For the final offering of its 2012/2013 season, Jewel Theatre Company teams up with Shakespeare Santa Cruz to present an evening of two one-act plays by Harold Pinter. With popular performers Paul Whitworth, Mike Ryan and JTC Artistic Director Julie James onstage, and James and SSC Artistic Director Marco Barricelli handling directing duties, that's a lot of bang for the buck on the tiny Center Stage.

JTC continues to earn its reputation for presenting challenging, often unorthodox live theatre in the heart of downtown Santa Cruz, and the Pinter plays are no exception.  First up, The Lovers, is more overtly "Pinteresque," a snapshot of marital gamesmanship with a wry, acerbic edge. Its companion piece, One For the Road, is something completely different, a cold-blooded portrait of a political torturer.

What these tense, compact pieces have in common are the dishy roles they provide for the talent onstage.

Mike Ryan and Cristina Anselmo are both terrific in The Lovers. Button-down, bowler-hatted Richard leaves for his financial job in the City (ie: London) every morning after exchanging a few caustic remarks with stay-at-home wife, Sarah, about the "lover" she will be entertaining in his absence and the "whore" he will visit on his way home.
Paul Whitworth and Mike Ryan in One For the Road.

Their comments are so arch, the audience thinks it's all just talk—until we drop in on each of them later in the day and see what sort of shenanigans each is getting up to. Julie James directs the piece as a brisk fugue on marriage, sex, and identity, with a couple of nifty surprises, played out with wit and brio by Anselmo and Ryan.

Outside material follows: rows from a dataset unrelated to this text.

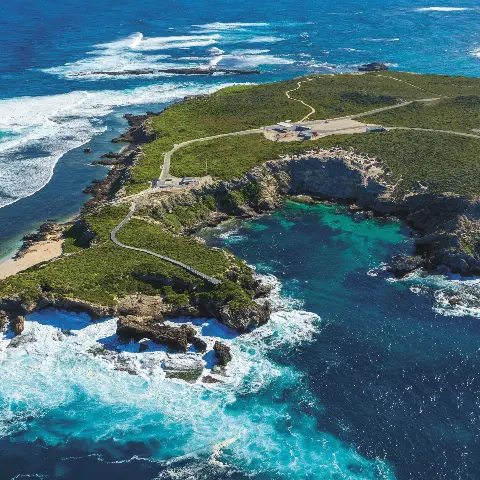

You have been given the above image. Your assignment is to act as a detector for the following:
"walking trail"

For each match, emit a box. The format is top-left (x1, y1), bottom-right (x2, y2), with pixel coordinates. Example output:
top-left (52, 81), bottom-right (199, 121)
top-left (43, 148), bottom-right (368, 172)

top-left (111, 77), bottom-right (480, 281)
top-left (285, 78), bottom-right (316, 122)
top-left (110, 203), bottom-right (222, 285)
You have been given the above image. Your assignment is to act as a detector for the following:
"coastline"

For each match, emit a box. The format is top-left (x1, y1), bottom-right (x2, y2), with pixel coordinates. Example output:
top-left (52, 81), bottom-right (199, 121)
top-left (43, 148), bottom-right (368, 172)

top-left (2, 72), bottom-right (480, 342)
top-left (0, 238), bottom-right (64, 280)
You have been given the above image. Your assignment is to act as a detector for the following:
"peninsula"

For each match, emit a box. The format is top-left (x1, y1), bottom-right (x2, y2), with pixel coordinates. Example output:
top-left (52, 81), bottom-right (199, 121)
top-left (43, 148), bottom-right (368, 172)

top-left (2, 71), bottom-right (480, 379)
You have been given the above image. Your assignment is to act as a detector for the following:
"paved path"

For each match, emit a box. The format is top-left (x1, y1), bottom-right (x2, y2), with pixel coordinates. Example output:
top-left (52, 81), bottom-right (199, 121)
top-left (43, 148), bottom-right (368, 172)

top-left (111, 203), bottom-right (222, 285)
top-left (387, 126), bottom-right (480, 139)
top-left (159, 128), bottom-right (262, 184)
top-left (285, 78), bottom-right (316, 122)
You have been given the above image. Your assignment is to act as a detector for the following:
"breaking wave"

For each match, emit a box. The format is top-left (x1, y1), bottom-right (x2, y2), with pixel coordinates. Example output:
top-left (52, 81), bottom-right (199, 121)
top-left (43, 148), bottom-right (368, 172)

top-left (0, 82), bottom-right (240, 209)
top-left (415, 7), bottom-right (472, 12)
top-left (0, 274), bottom-right (394, 478)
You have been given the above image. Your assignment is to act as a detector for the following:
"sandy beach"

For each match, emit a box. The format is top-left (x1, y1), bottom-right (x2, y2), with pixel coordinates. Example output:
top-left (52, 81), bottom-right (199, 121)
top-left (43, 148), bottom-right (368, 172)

top-left (0, 238), bottom-right (64, 280)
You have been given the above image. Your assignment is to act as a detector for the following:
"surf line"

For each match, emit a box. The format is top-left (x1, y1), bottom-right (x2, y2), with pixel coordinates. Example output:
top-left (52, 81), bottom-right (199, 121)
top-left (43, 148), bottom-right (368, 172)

top-left (209, 435), bottom-right (241, 467)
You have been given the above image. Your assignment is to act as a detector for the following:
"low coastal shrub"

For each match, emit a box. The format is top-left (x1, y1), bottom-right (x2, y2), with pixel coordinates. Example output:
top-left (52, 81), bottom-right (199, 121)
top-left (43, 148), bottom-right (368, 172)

top-left (171, 130), bottom-right (480, 198)
top-left (361, 96), bottom-right (480, 133)
top-left (132, 72), bottom-right (480, 194)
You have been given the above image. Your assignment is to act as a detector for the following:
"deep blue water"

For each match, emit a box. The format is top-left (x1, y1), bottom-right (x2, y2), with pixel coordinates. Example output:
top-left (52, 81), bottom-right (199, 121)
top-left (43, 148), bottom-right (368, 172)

top-left (1, 1), bottom-right (480, 479)
top-left (0, 202), bottom-right (478, 479)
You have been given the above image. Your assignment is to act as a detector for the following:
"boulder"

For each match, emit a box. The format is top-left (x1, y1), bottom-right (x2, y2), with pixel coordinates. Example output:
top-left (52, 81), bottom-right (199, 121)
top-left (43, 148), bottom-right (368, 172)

top-left (0, 310), bottom-right (8, 331)
top-left (213, 341), bottom-right (232, 366)
top-left (116, 315), bottom-right (196, 351)
top-left (202, 375), bottom-right (222, 384)
top-left (218, 300), bottom-right (271, 333)
top-left (191, 336), bottom-right (207, 353)
top-left (163, 353), bottom-right (204, 382)
top-left (11, 316), bottom-right (25, 336)
top-left (254, 282), bottom-right (273, 299)
top-left (117, 295), bottom-right (164, 318)
top-left (8, 331), bottom-right (36, 348)
top-left (358, 62), bottom-right (389, 72)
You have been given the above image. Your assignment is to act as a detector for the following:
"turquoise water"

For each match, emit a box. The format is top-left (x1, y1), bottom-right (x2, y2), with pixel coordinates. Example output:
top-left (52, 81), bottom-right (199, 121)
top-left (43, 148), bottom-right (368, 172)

top-left (2, 202), bottom-right (478, 478)
top-left (2, 1), bottom-right (480, 477)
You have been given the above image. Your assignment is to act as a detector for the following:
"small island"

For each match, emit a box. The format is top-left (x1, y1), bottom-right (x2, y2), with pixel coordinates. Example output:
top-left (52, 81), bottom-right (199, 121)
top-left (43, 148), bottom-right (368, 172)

top-left (2, 71), bottom-right (480, 381)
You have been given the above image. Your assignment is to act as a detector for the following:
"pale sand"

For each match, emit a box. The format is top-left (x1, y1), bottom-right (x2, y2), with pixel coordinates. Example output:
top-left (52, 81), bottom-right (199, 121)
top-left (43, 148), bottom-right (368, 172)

top-left (0, 239), bottom-right (64, 280)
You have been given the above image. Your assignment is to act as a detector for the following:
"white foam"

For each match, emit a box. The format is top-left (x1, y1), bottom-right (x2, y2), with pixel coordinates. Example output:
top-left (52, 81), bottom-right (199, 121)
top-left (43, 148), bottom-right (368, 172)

top-left (193, 22), bottom-right (269, 31)
top-left (0, 273), bottom-right (395, 477)
top-left (471, 48), bottom-right (480, 58)
top-left (0, 81), bottom-right (242, 209)
top-left (362, 37), bottom-right (400, 42)
top-left (397, 270), bottom-right (480, 318)
top-left (415, 7), bottom-right (471, 12)
top-left (43, 33), bottom-right (222, 78)
top-left (216, 50), bottom-right (294, 68)
top-left (246, 36), bottom-right (285, 43)
top-left (95, 33), bottom-right (221, 52)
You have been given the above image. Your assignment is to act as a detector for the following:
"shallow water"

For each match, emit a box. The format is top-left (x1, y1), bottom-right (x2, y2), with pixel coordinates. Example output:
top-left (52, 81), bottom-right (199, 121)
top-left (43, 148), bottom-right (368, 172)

top-left (1, 202), bottom-right (478, 478)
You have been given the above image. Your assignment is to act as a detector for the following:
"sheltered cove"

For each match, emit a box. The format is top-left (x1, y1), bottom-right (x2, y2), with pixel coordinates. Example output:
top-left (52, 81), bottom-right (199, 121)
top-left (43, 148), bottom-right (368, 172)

top-left (1, 71), bottom-right (480, 378)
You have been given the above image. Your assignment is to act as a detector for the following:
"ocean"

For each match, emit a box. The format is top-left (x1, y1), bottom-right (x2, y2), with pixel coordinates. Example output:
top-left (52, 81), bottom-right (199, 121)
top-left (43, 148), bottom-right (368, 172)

top-left (1, 1), bottom-right (479, 478)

A bit less user-friendly is One For The Road, directed by Marco Barricelli. It's set in an interrogation chamber in an unnamed place or time, where victims of severe political torture are ushered in to meet with the man running the show, Nicolas (Paul Whitworth). There's not much of a story (beyond man's capacity for inhumanity), and the piece is less a drama with a resolution than a character study.

But it's a great role for Whitworth, who excels at this kind of prowling menace thinly veiled as unctuous bonhomie. Ryan and James appear briefly as two of his victims, along with talented young Diego Hammana, a student at Mar Vista Elementary making his professional theater debut.

Also making her JTC debut is veteran SSC costume designer B. Modern. (I especially liked the navy blue dress with faux bolero top Sarah zips herself into for her tryst in The Lovers.) And as always, Ron Gasparinetti's thoughtful sets make maximum use of that most intimate Center Stage space.